Hatte mir auch lange überlegt, ob ich mich überhaupt hier im Forum beteiligen soll. Da ich in der Vergangenheit aber einige Male über "Google" wirklich gute Infos hier gefunden hatte und mir jemand hier dabei positiv aufgefallen war, den ich einige Zeit später noch zufällig am Wasser persönlich traf und der mir sehr nett und freundlich erschien und mir zudem empfahl, mich doch auch hier anzumelden, habe ich es schliesslich getan. - So, und nun gebe ich nicht so schnell auf! Genau wie beim Angeln ;-). Mal sehen, wie das "Experiment" sich weiterentwickelt.

Allen Netten und Freundlichen hier nette und freundliche Grüsse


----------



## hans albers (10. Juni 2008)

*AW: Steigender aggressiver Umgang miteinander in den Foren*



> Zu dem "Pamphlet" von Bassking schreibe ich lieber nichts - die Sache wird sich allem Anschein nach vermutlich bald von selbst erledigt haben
> 
> 
> ......  	 	 Mit Sicherheit.



naja also ob so der richtige weg ist...|kopfkrat

ohne das ich bassking zustimmen möchte, 
aber kritik an den mods muss und sollte erlaubt
(berechtigt natürlich).

vielleicht klärt ihr das mal über ne PN oder nen telefongespräch..
gehört irgendwie nicht undbedingt alles in den thread.

gretz
hans


----------



## RickyMike (10. Juni 2008)

*AW: Steigender aggressiver Umgang miteinander in den Foren*

Hallo Basskin, Hallo Mod ´s,
wenn man Eure posting´s so durchliest und dann den Titel des Fred´s anschaut, ich denke da ist was dran.

Es ist absolut egal wer zu erst schlägt und wer recht hat. Wenn nicht einer/einige einen Schritt zurück macht, geht die Eskalation weiter.

Wenn dann Basskin das Board verlassen hat, ja dann hat man/wir recht gehabt. 

Bevor eine falscher Eindruck endsteht, ich distanziere mich von vielen Äußerungen von Basskin.
Und ohne zu schleimen, finde ich die Arbeit der Mod´s in Ordnung.
Aber was hier von beiden Seiten gepostet wird, ist, mit verlaub gesagt, Kindergarten reif.

Nehmt es mir Bitte nicht Übel, aber gebt alle mal ein bissel weniger Gas. 
Vielleicht gibt es irgendwo ein großes Mißverständniss, was der eine gesagt hat und der ander verstanden hat und was der erste gemeint hat, darüber könnte man Bücher schreiben bzw. gibt es schon viele Bücher. 

Grüßle
Mike


----------



## fishcatcher (10. Juni 2008)

*AW: Steigender aggressiver Umgang miteinander in den Foren*



RickyMike schrieb:


> Vielleicht gibt es irgendwo ein großes Mißverständniss,


 
Hallo Leute,
nein gibt es nicht, in anderen Foren ist der Herr wohl bekannt mit genau dem selben aggressiven Ton.
Genau wegen solchen Leuten haben wir unser eigenes Forum gegründet. Und ich als Mod in diesem Forum hätte sicherlich nicht soviel Geduld gezeigt, wie die Mods hier.

Gruß fishcatcher


----------



## hans albers (10. Juni 2008)

*AW: Steigender aggressiver Umgang miteinander in den Foren*



> Hallo Leute,
> nein gibt es nicht, in anderen Foren ist der Herr wohl bekannt mit genau dem selben aggressiven Ton.

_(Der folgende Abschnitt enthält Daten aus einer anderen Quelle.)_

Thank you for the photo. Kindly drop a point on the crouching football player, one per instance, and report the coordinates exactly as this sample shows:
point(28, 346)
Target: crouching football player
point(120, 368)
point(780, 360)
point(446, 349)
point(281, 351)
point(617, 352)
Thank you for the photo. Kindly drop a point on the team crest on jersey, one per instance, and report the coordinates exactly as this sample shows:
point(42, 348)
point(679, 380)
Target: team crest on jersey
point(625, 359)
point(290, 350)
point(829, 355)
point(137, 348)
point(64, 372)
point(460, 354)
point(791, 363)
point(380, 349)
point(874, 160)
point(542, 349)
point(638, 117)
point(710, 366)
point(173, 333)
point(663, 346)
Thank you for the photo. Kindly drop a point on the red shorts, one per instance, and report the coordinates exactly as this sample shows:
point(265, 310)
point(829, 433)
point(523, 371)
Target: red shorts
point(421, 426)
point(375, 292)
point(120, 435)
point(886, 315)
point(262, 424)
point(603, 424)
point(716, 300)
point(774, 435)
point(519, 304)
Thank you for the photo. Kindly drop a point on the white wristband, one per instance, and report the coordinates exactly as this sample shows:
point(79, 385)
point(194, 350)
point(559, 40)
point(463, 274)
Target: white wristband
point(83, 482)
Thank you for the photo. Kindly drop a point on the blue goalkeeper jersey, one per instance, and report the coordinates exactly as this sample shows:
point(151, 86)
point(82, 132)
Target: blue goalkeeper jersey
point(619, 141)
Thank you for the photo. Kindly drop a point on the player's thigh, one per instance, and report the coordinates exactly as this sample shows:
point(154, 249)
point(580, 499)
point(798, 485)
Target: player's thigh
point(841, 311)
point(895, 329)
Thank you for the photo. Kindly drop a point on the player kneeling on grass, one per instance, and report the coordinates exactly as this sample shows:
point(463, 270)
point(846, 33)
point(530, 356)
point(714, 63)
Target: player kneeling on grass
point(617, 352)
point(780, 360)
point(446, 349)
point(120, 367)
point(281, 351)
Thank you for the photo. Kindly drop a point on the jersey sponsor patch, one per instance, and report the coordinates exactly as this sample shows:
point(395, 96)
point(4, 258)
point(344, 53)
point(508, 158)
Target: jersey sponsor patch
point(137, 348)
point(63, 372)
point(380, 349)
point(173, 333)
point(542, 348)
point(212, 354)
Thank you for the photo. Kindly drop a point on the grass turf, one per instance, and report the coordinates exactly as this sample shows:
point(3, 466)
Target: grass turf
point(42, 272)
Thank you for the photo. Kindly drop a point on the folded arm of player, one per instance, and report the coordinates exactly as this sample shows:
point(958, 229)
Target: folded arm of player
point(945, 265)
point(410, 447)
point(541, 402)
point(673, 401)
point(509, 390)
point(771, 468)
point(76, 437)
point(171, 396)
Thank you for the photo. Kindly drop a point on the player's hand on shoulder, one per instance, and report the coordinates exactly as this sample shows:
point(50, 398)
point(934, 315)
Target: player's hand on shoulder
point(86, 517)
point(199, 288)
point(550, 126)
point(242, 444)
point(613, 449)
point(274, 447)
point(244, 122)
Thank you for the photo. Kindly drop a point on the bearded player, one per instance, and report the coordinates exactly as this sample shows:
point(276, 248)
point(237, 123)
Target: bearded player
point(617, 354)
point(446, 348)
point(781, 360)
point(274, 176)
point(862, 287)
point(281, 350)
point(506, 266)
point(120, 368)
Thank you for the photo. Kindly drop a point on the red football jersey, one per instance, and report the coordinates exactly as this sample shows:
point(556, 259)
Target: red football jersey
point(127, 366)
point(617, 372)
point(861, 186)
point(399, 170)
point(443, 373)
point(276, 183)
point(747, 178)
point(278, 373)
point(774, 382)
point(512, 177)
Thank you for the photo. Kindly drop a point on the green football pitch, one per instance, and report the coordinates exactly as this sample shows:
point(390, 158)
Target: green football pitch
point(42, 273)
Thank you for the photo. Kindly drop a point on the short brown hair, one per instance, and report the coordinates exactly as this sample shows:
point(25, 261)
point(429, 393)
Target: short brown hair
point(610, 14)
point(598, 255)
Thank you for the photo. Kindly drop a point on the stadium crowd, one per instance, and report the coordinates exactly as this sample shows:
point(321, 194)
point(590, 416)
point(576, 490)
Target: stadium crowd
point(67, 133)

naja .. das kann ich nicht beurteilen

kenne diesen "herren " persönlich nicht,
aber ne auseinandersetzung kann auch beigelegt werden
und muss vor allem nicht die ganze zeit öffentlich ablaufen

dafür gibts wie gesagt PN etc..

greetz
hans


----------



## Toni_1962 (10. Juni 2008)

*AW: Steigender aggressiver Umgang miteinander in den Foren*



fishcatcher schrieb:


> Genau wegen solchen Leuten haben wir unser eigenes Forum gegründet.


 
.. jetzt kannst ja auch hier im Board DEIN moderiertes Forum (= Interessengemeinschaft) machen #h


----------



## drogba (10. Juni 2008)

*AW: Steigender aggressiver Umgang miteinander in den Foren*

ich mochte bassking


----------



## bassking (10. Juni 2008)

*AW: Steigender aggressiver Umgang miteinander in den Foren*



Honeyball schrieb:


> Wie glaubwürdig diese Aussage von Dir ist, kann und wird jeder selbst bestens beurteilen können, der Deine Postings zuvor gelesen hat und Dich an anderer Stelle hier erlebt hat.
> 
> 
> 
> ...




*Sehe ich genauso.


Ich schlage vor, einfach zum Thema zurückzufinden- oder wird der Sreit mit ggf. mir noch Etwas bringen hier im Thema?

Bassking.
*


----------



## duck_68 (10. Juni 2008)

*AW: Steigender aggressiver Umgang miteinander in den Foren*



drogba schrieb:


> ich mochte bassking



... und meine Katze frisst Mäuse:m:m:m


----------



## Thomas9904 (10. Juni 2008)

*AW: Steigender aggressiver Umgang miteinander in den Foren*

Ganz einfach:
Es reicht, Bassking....

Weder haben wir Mods Lust uns mit solchen Leuten wie Dir auseinander zu setzen, noch interessierts die User weiter...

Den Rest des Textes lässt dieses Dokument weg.